Anna Knox reviews Ngātokimatawhaorua: The biography of a waka by Jeff Evans for New Zealand Heritage magazine:
‘Ngātokimatawhaorua, the waka championed by Te Kirihaehae Te Puea Hērangi (Princess Te Puea) for the 1940 Te Tiriti o Waitangi centennial celebrations, is currently housed at the Waitangi Treaty Grounds. At 37.5 metres long, the waka taua is the largest in existence and of great value and significance, especially for northern iwi and to the Polynesian waka revival movement. As Pita Tipene explains in his foreword, the waka shares its name with the ancestral Ngātokimatawhaorua in which Kupe returned to Hawaiki, so is also a tupuna, and its story therefore a biography.
The book moves chronologically, beginning in 1937, as master waka builder Rānui Maupakanga searches Puketi Forest for two kauri trees large enough to fit the vision of Te Puea (Jeff finds what could possibly be one of the stumps). The first half is engrossing, detailing the felling of the trees, the shaping, transportation and carving of the enormous vessel, the training of kaihoe and, finally, the centennial celebrations.
We follow Jeff into the forest, zoom up close to the men working under the karakia of the tohunga as they learn and teach the ancient skills of waka building, and watch with 10,000 awed spectators as Ngātokimatawhaorua makes its way into Hobson Beach. This textured and vibrant history is supported by the film and photography work of Jim Manley, whom Te Puea sanctioned to document the project, despite the tapu nature of the work.

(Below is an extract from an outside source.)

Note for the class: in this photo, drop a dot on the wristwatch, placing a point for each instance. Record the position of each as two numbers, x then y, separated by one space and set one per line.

The second half of the book, charting the fate of Ngātokimatawhaorua after the centennial, moves faster, and at times the biography of the waka is subsumed by the larger waves of its contexts. But as Pita Tipene observes, “for such an important taonga … it is a mystery why there is so little written information about this storied waka”. Jeff Evans has given us some.’